The snub went down less well in Wigan, where Linacre was rector for four years from 1520. Nor does the disrespect to the Wigan man stop there. “The College will invite suggestions from the Benefactor in developing a new crest and finding suitable new College colours,” says the part of the Thao agreement called “Promotion of the Gift”. It adds: “The Benefactor may use the College name and crest for publicity purposes if agreed in advance.”

So, though it’s too late for Hugh Hefner, there could hardly be a better time for, say, Hooters, which has met some resistance in the UK, to consider a renaming bid for, if not Balliol or Magdalen, certainly one of the younger colleges within this ever more broadminded university. Already Oxford’s radical exercises in philanthropic acceptance – whereby its centres of learning can be named after, say, after a Trump-supporting private equity plutocrat or a chemicals company renowned for its pollution – must have given many an unloved asset-stripper ideas about a reputation refresh. But, as Linacre completes its reinvention as, essentially, Faust College, yet more implausible deals can never have looked so attainable.

Assuming its approval by a privy council led by the Johnson loyalist Mark Spencer, Thao’s agreement will shortly entitle her to deeper involvement in college life: “The Benefactor may, subject to the approval of the College, propose ‘Thao’ or other relatives [sic] name for buildings, facilities, scholarships or fellowships funded directly by the Donation or income derived from the Donation.” In return, Vietjet’s parent company, Sovico, promises to be net zero by 2050. The agreement notes: “The responsibility for creating and implementing the net zero plan remains exclusively with the Benefactor.”

The involvement of Sovico, a company engaged in fossil fuel extraction, was, next to Vietjet’s bikinis and the purging of Linacre, the most prominent objection after the deal was announced at Cop26 in the presence of the Vietnamese prime minister, Pham Minh Chính. Linacre’s principal, Nick Leimu-Brown, responded that the benign impact on Sovico’s strategy “will be substantially greater than any impact we can have through our own net zero progress”. They’ll be able to fact-check that in 27 years.

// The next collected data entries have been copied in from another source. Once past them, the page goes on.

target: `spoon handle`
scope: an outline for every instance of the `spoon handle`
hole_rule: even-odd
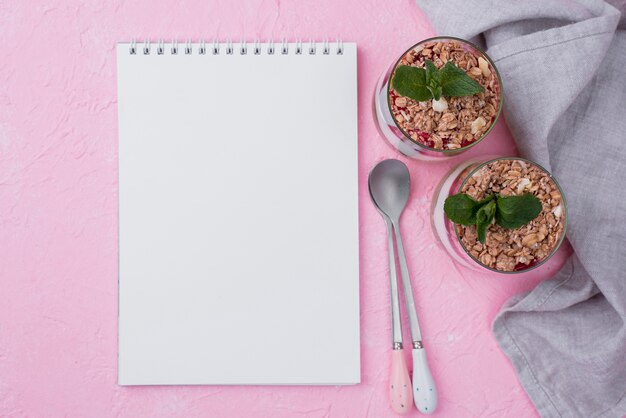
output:
[[[400,297],[398,296],[398,277],[396,272],[396,252],[393,246],[393,224],[384,216],[387,226],[387,253],[389,254],[389,289],[391,294],[391,332],[393,347],[402,347],[402,322],[400,320]]]
[[[415,309],[415,300],[413,299],[413,288],[411,286],[411,278],[409,277],[409,268],[406,264],[402,235],[400,234],[400,227],[397,222],[393,222],[393,230],[396,236],[406,311],[409,317],[411,339],[413,340],[413,399],[415,406],[420,412],[431,414],[437,408],[437,388],[435,387],[433,376],[428,368],[426,352],[422,345],[422,333],[420,331],[419,322],[417,321],[417,310]]]
[[[424,347],[413,349],[413,399],[422,414],[432,414],[437,409],[437,388]]]
[[[400,320],[400,298],[398,296],[398,278],[396,272],[396,252],[393,244],[393,224],[383,216],[387,226],[387,253],[389,254],[389,288],[391,294],[391,332],[393,350],[391,351],[391,374],[389,376],[389,400],[391,408],[400,415],[411,410],[413,389],[411,377],[402,350],[402,323]]]
[[[397,222],[392,223],[393,230],[396,234],[396,247],[398,247],[398,262],[400,263],[400,272],[402,276],[402,286],[404,287],[404,301],[406,302],[406,313],[409,318],[409,329],[411,330],[411,339],[413,342],[422,341],[422,333],[420,331],[419,322],[417,320],[417,310],[415,309],[415,300],[413,299],[413,289],[411,287],[411,277],[409,276],[409,268],[406,264],[404,255],[404,245],[402,245],[402,235],[400,234],[400,225]]]
[[[391,398],[391,409],[397,414],[404,415],[411,410],[413,406],[411,378],[409,377],[409,369],[406,367],[404,350],[402,348],[391,351],[389,396]]]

On the Vietnamese side, there has been some surprise that Thao should prefer to immortalise herself within one of the world’s richest universities rather than invest in her own country. Nor is it clear why, since Thao studied and made her first fortune in the former USSR, she didn’t try to rename her alma mater, Moscow’s Plekhanov Russian University of Economics. After Cop26, Julian Lewis, chair of the intelligence and security committee, repeatedly raised parliamentary questions about the propriety of the deal, given Vietnam’s abysmal human rights record, receiving no adequate response.

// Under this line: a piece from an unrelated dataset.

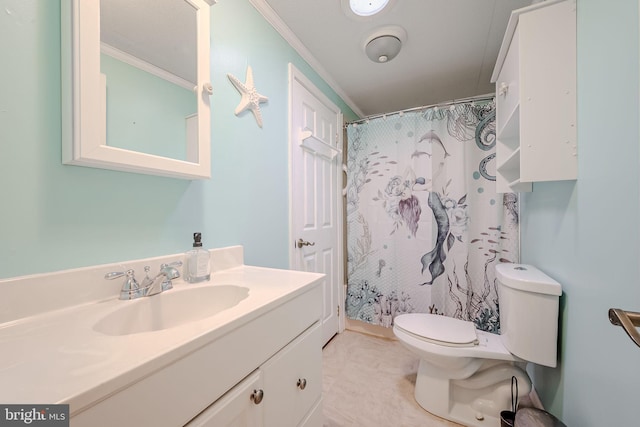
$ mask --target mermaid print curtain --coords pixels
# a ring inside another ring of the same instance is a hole
[[[495,106],[347,129],[347,316],[435,313],[499,332],[495,265],[518,262],[518,198],[495,192]]]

To be fair to Linacre’s diligence, the deal was signed before Vietnam’s imprisonment of Nguy Thi Khanh, an internationally recognised environmental leader who would, in fact, make an excellent figurehead for any climate-aware organisation that tired of its old name. Three fellow campaigners have also been imprisoned in what appears to be the orchestrated harassment of activists whose goals Linacre still ostensibly shares.

Nor, of course, could Linacre have anticipated Russia’s invasion of Ukraine, a crime that might seem incidental to the college’s current ambitions were it not for Sovico’s “excellent relationships” with the Vietnamese government that abstained from condemning the invasion. Perhaps when Thao’s college representative, chair of a new advisory council (“to report to the Benefactor on the impact of the Donation”), is seen around the place, there will be a chance for Thao students to confirm that their Benefactor takes a more principled view.

Alternatively, there might be still time for Linacre to reconsider or scale down a deal that now stands out only for being so comprehensively wrong. Is its promised wealth and new graduate centre worth an eternity as Bikini Airlines College? Even Marlow’s Dr Faustus reconsidered – though, as many Linacre students will appreciate, too late.